[PATCH 6/9] KVM: x86: do not report a vCPU as preempted outside instruction boundaries

All of lore.kernel.org
 help / color / mirror / Atom feed

From: Rishabh Bhatnagar <risbhat@amazon.com>
To: <gregkh@linuxfoundation.org>, <stable@vger.kernel.org>
Cc: <lee@kernel.org>, <seanjc@google.com>, <kvm@vger.kernel.org>,
	<bp@alien8.de>, <mingo@redhat.com>, <tglx@linutronix.de>,
	<pbonzini@redhat.com>, <vkuznets@redhat.com>,
	<wanpengli@tencent.com>, <jmattson@google.com>, <joro@8bytes.org>,
	Jann Horn <jannh@google.com>,
	Rishabh Bhatnagar <risbhat@amazon.com>,
	Allen Pais <apais@linux.microsoft.com>
Subject: [PATCH 6/9] KVM: x86: do not report a vCPU as preempted outside instruction boundaries
Date: Wed, 10 May 2023 18:15:44 +0000	[thread overview]
Message-ID: <20230510181547.22451-7-risbhat@amazon.com> (raw)
In-Reply-To: <20230510181547.22451-1-risbhat@amazon.com>

From: Paolo Bonzini <pbonzini@redhat.com>

commit 6cd88243c7e03845a450795e134b488fc2afb736 upstream.

If a vCPU is outside guest mode and is scheduled out, it might be in the
process of making a memory access.  A problem occurs if another vCPU uses
the PV TLB flush feature during the period when the vCPU is scheduled
out, and a virtual address has already been translated but has not yet
been accessed, because this is equivalent to using a stale TLB entry.

To avoid this, only report a vCPU as preempted if sure that the guest
is at an instruction boundary.  A rescheduling request will be delivered
to the host physical CPU as an external interrupt, so for simplicity
consider any vmexit *not* instruction boundary except for external
interrupts.

It would in principle be okay to report the vCPU as preempted also
if it is sleeping in kvm_vcpu_block(): a TLB flush IPI will incur the
vmentry/vmexit overhead unnecessarily, and optimistic spinning is
also unlikely to succeed.  However, leave it for later because right
now kvm_vcpu_check_block() is doing memory accesses.  Even
though the TLB flush issue only applies to virtual memory address,
it's very much preferrable to be conservative.

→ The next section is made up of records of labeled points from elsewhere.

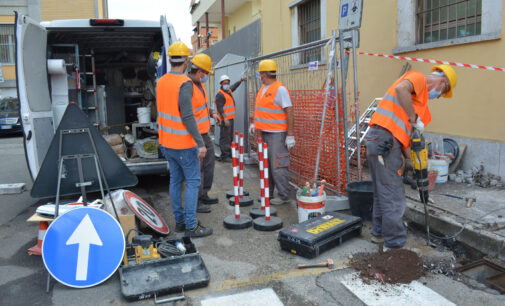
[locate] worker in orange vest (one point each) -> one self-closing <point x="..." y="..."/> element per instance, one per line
<point x="201" y="66"/>
<point x="225" y="105"/>
<point x="180" y="140"/>
<point x="403" y="108"/>
<point x="273" y="122"/>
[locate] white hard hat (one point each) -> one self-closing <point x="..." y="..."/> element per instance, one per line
<point x="224" y="77"/>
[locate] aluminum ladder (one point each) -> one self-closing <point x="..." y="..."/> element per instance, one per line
<point x="363" y="127"/>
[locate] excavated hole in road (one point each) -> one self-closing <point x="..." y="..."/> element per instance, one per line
<point x="393" y="266"/>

Reported-by: Jann Horn <jannh@google.com>
Signed-off-by: Paolo Bonzini <pbonzini@redhat.com>
[risbhat@amazon.com: Use VCPU_STAT to expose preemption_reported and
preemption_other debugfs entries.]
Signed-off-by: Rishabh Bhatnagar <risbhat@amazon.com>
Tested-by: Allen Pais <apais@linux.microsoft.com>
Acked-by: Sean Christopherson <seanjc@google.com>
---
 arch/x86/include/asm/kvm_host.h |  3 +++
 arch/x86/kvm/svm/svm.c          |  2 ++
 arch/x86/kvm/vmx/vmx.c          |  1 +
 arch/x86/kvm/x86.c              | 22 ++++++++++++++++++++++
 4 files changed, 28 insertions(+)

diff --git a/arch/x86/include/asm/kvm_host.h b/arch/x86/include/asm/kvm_host.h
index 2452c28b3e69..3e9f1c820edb 100644
--- a/arch/x86/include/asm/kvm_host.h
+++ b/arch/x86/include/asm/kvm_host.h
@@ -553,6 +553,7 @@ struct kvm_vcpu_arch {
 	u64 ia32_misc_enable_msr;
 	u64 smbase;
 	u64 smi_count;
+	bool at_instruction_boundary;
 	bool tpr_access_reporting;
 	bool xsaves_enabled;
 	u64 ia32_xss;
@@ -1061,6 +1062,8 @@ struct kvm_vcpu_stat {
 	u64 req_event;
 	u64 halt_poll_success_ns;
 	u64 halt_poll_fail_ns;
+	u64 preemption_reported;
+	u64 preemption_other;
 };
 
 struct x86_instruction_info;
diff --git a/arch/x86/kvm/svm/svm.c b/arch/x86/kvm/svm/svm.c
index 5775983fec56..7b2b61309d8a 100644
--- a/arch/x86/kvm/svm/svm.c
+++ b/arch/x86/kvm/svm/svm.c
@@ -3983,6 +3983,8 @@ static int svm_check_intercept(struct kvm_vcpu *vcpu,
 
 static void svm_handle_exit_irqoff(struct kvm_vcpu *vcpu)
 {
+	if (to_svm(vcpu)->vmcb->control.exit_code == SVM_EXIT_INTR)
+		vcpu->arch.at_instruction_boundary = true;
 }
 
 static void svm_sched_in(struct kvm_vcpu *vcpu, int cpu)
diff --git a/arch/x86/kvm/vmx/vmx.c b/arch/x86/kvm/vmx/vmx.c
index 2c5d8b9f9873..16943e923902 100644
--- a/arch/x86/kvm/vmx/vmx.c
+++ b/arch/x86/kvm/vmx/vmx.c
@@ -6510,6 +6510,7 @@ static void handle_external_interrupt_irqoff(struct kvm_vcpu *vcpu)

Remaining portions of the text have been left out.